Bubble-Net Feeding Humpback Whales Spotted In Australia For The First Time

We're learning new things about humpback whales as their population recovers to pre-whaling numbers. Video courtesy of Dr. Vanessa Pirotta, recorded by Brett Dixon

Humans did a pretty good job of turning physical nets to their advantage in scooping fish out of the ocean. Now, we’ve perhaps gotten a little too good at it, with overfishing being a prevalent threat to many oceanic species. We’re not the only ones who have utilized nets as a means of feeding, mind, and recent footage caught off the shores of Australia shows a group of humpback whales proving just that.
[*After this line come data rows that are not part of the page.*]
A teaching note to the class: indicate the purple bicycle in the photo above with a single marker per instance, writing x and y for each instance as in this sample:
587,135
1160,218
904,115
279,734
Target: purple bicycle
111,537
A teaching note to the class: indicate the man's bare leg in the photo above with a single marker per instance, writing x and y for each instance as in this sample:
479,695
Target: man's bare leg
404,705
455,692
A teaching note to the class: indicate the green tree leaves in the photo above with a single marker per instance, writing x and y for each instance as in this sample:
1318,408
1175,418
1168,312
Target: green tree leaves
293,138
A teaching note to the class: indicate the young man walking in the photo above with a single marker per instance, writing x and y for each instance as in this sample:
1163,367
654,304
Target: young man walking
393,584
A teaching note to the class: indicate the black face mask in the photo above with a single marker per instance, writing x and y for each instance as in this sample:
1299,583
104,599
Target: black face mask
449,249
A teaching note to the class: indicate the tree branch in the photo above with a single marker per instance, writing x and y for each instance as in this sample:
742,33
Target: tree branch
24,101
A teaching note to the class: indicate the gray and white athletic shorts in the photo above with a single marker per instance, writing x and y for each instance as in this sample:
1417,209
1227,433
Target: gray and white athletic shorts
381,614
Rather than using some string looped over a hoop, these amazing marine animals were observed using air bubbles as a way of gathering up prey. The incredible footage, published in the journal Aquatic Conservation and captured by a citizen scientist with a drone, captured a mass super-group of humpback whales practicing bubble-net feeding off the New South Wales coast in 2020. The observation marks just the second time humpbacks have been spotted in the southern hemisphere, and the first time they’ve been seen feeding this way off the shores of Australia.
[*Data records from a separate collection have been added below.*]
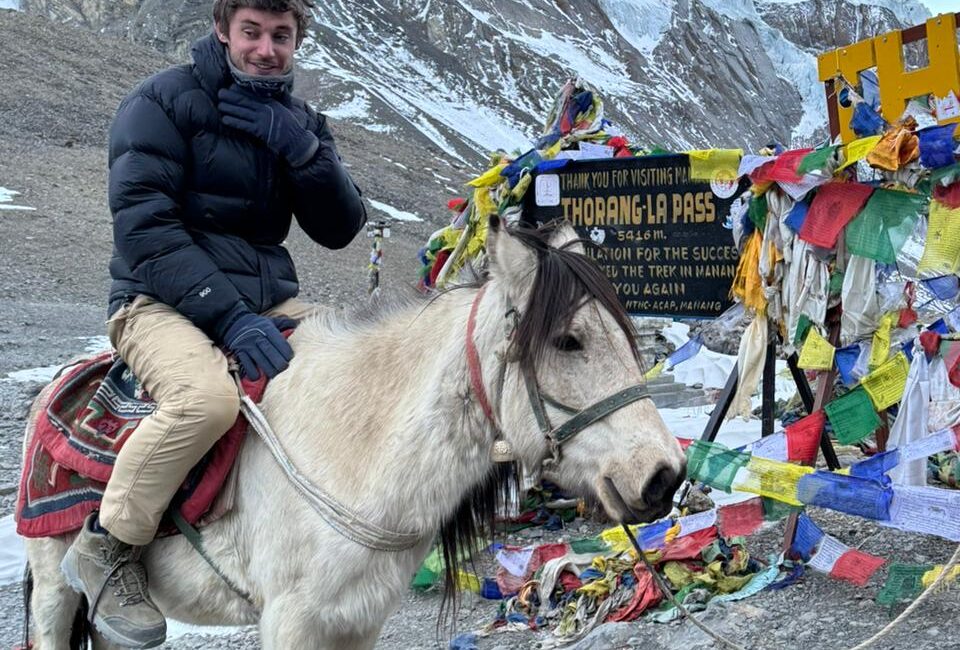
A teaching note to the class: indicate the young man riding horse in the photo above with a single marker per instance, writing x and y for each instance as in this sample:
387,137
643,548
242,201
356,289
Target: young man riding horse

First, a quick explainer. Bubble-net feeding sees a group of whales hunting cooperatively with the help of strategically blown bubbles that close in on prey such as fish and krill. By manipulating the prey with these nets, the whales can work together to make feeding easier. It’s been seen among humpback and Bryde’s whales but isn’t necessarily exclusive to these cetaceans, as it’s possible we’ve just not been around to witness it among other species.

It was previously considered to be the case that most hunting by humpbacks occurred while they were in the northern hemisphere, following a “feast and famine” model that sees them fasting when migrating to the calving grounds in the southern hemisphere. It’s possible, however, that this observation could join others in proving this theory wrong, and that humpback whales actually do hunt outside of the known feeding grounds. As the study authors write in their paper, there’s a pretty simple reason as to why we might only be finding this out now.

 

Humpback whales were among those targeted when whaling was in its prime, obliterating the population and pushing it to near extinction. Changes in law and policy, as well as painstaking conservation work, has fortunately seen their numbers return to near pre-whaling figures. It’s quite likely, then, that we will continue to see “unprecedented” behaviors among these whales now that there’s actually enough of them around for us to catch them in the action.
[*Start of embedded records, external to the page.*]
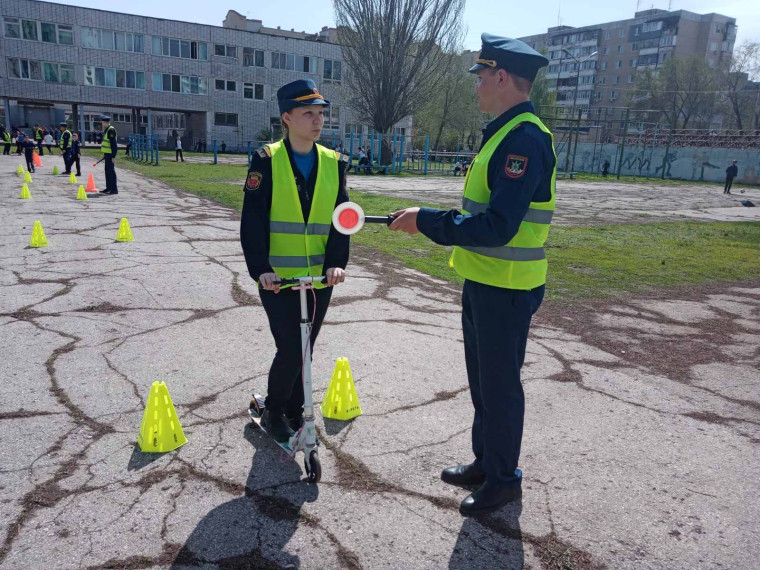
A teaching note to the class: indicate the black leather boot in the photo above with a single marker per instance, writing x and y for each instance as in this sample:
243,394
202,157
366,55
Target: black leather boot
488,498
463,476
276,425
Beyond making for some magnificent footage, why are we so interested in watching what whales get up to and where anyway? “Whales play important an important role in the ecosystem of the ocean because they feed in one area and poo in another,” wrote lead author on the study Dr Vanessa Pirotta in their article published in The Conversation. “This action – known as the 'whale pump' – moves nutrients around the ocean. Their poo feeds tiny organisms, such as plankton, which are eaten by krill, and then eaten by whales.

“Seeing these super group feedings highlights changes in our marine environment we might not have otherwise been aware of.”